Home

Hoge Raad, 04-10-2013, ECLI:NL:HR:2013:862, 13/01325

Hoge Raad, 04-10-2013, ECLI:NL:HR:2013:862, 13/01325

Gegevens

Instantie
Hoge Raad
Datum uitspraak
4 oktober 2013
Datum publicatie
7 oktober 2013
Annotator
ECLI
ECLI:NL:HR:2013:862
Formele relaties
Zaaknummer
13/01325

Inhoudsindicatie

HR: 81.1 RO.

Uitspraak

4 oktober 2013

nr. 13/01325

Arrest

gewezen op het beroep in cassatie van [X] te [Z] (hierna: belanghebbende) tegen de uitspraak van de Centrale Raad van Beroep van 22 februari 2013, nr. 10/4382 AOW, op het hoger beroep van belanghebbende tegen een uitspraak van de Rechtbank te ’s-Gravenhage (nr. AWB 09/8286 AOW) betreffende een besluit van de Sociale verzekeringsbank ingevolge de Algemene Ouderdomswet (hierna: de AOW).

1 Geding in cassatie

Belanghebbende heeft tegen de uitspraak van de Centrale Raad beroep in cassatie ingesteld en daarbij acht middelen voorgesteld.

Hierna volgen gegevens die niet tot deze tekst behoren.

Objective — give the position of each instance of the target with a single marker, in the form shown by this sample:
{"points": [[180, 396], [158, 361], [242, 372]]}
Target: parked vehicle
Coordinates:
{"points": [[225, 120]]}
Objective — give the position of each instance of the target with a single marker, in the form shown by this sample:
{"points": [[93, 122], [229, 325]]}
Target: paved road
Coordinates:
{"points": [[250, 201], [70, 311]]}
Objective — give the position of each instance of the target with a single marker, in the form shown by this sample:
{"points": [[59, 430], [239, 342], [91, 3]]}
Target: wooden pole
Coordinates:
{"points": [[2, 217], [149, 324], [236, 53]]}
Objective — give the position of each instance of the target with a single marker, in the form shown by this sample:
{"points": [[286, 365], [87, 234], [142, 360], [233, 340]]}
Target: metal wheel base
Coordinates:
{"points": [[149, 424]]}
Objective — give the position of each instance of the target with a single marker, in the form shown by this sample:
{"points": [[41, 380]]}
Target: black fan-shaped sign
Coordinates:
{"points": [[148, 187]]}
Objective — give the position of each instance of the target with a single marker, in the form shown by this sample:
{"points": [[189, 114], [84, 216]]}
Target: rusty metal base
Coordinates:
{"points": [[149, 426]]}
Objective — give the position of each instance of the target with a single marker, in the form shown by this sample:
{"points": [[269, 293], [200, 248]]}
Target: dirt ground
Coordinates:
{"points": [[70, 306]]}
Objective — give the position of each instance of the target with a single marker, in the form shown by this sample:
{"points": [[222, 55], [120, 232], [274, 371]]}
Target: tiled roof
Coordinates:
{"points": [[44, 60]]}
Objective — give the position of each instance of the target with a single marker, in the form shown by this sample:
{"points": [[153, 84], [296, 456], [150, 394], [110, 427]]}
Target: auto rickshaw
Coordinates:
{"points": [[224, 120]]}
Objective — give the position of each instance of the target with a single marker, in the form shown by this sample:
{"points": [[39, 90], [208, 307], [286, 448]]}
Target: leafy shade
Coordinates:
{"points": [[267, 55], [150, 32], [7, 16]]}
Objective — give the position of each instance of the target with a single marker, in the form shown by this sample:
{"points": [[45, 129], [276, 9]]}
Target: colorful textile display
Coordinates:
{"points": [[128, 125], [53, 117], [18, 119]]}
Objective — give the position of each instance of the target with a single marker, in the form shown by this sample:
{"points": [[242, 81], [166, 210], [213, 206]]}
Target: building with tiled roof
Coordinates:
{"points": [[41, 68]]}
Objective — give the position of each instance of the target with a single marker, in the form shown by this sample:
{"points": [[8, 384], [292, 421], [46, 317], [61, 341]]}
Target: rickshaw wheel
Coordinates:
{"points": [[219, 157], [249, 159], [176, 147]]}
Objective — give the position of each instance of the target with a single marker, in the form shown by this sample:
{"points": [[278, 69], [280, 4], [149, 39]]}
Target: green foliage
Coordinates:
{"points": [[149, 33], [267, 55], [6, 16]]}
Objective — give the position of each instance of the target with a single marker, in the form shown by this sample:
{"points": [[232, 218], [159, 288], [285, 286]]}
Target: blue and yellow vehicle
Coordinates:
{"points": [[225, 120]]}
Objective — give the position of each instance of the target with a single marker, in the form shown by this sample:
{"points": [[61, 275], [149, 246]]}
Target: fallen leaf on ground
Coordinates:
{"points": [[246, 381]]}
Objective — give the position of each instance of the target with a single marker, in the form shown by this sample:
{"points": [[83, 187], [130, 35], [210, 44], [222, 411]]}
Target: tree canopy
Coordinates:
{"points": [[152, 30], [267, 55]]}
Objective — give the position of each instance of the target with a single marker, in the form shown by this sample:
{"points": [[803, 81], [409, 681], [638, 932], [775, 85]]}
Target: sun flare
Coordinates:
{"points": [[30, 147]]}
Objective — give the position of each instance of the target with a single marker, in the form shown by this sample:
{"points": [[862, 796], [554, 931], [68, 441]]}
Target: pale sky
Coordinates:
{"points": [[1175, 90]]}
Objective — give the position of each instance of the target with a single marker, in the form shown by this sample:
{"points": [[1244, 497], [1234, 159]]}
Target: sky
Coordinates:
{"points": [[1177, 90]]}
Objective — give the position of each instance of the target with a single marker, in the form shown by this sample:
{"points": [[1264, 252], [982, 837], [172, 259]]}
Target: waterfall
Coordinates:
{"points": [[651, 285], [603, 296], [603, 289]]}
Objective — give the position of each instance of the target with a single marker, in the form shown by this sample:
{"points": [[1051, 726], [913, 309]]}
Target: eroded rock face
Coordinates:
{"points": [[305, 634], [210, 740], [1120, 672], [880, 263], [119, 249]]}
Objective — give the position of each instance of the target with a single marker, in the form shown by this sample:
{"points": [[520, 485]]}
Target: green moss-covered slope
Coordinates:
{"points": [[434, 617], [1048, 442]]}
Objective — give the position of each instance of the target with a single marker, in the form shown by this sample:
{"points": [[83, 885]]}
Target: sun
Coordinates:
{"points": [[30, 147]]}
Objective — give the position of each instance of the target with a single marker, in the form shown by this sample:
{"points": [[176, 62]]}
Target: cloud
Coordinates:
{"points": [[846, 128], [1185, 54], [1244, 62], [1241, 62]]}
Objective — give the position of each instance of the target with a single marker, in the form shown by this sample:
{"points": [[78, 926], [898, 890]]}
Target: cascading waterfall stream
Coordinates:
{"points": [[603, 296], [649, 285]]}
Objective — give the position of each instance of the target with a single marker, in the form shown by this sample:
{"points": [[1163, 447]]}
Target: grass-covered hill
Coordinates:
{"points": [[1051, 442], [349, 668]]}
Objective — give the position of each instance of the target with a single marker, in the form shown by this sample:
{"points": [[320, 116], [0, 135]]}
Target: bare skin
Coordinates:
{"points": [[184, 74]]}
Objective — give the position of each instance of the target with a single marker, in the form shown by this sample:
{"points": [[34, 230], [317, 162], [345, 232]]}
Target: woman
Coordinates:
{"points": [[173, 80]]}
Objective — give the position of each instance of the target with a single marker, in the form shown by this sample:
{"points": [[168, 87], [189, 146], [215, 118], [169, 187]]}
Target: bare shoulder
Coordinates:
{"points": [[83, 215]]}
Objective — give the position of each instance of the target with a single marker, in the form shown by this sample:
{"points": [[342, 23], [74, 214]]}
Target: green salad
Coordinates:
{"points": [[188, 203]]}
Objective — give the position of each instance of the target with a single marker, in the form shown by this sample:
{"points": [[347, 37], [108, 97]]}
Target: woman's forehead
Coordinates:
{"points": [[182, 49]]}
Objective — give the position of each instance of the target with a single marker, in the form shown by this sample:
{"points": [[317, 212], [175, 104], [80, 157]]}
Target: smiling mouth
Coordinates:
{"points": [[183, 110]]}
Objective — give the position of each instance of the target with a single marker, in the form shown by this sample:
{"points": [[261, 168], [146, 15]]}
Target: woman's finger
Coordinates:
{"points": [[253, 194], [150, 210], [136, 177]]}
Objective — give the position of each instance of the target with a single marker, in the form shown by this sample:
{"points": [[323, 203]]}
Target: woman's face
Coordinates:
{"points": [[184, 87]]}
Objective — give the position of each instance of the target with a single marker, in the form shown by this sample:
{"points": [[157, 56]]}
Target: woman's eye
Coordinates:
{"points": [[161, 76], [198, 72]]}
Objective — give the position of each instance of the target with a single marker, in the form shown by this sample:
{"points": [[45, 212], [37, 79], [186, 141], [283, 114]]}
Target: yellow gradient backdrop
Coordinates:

2 Beoordeling van de middelen

2.1.

Ingevolge artikel 53, lid 1, van de AOW kan beroep in cassatie worden ingesteld tegen uitspraken van de Centrale Raad ter zake van schending of verkeerde toepassing van de artikelen 1, derde tot en met zevende lid, 2, 3 en 6 en de op die artikelen berustende bepalingen.

2.2.

De middelen kunnen niet tot cassatie leiden. Dit behoeft, gezien artikel 81, lid 1, van de Wet op de rechterlijke organisatie, geen nadere motivering, nu de middelen – voor zover zij al zijn voorgesteld ter zake van schending of verkeerde toepassing van de hiervoor in 2.1. vermelde bepalingen – niet nopen tot beantwoording van rechtsvragen in het belang van de rechtseenheid of de rechtsontwikkeling (vgl. HR 5 oktober 2012, nr. 12/01979, ECLI:NL:HR:2012:BX9203, BNB 2012/308).

3 Proceskosten

De Hoge Raad acht geen termen aanwezig voor een veroordeling in de proceskosten.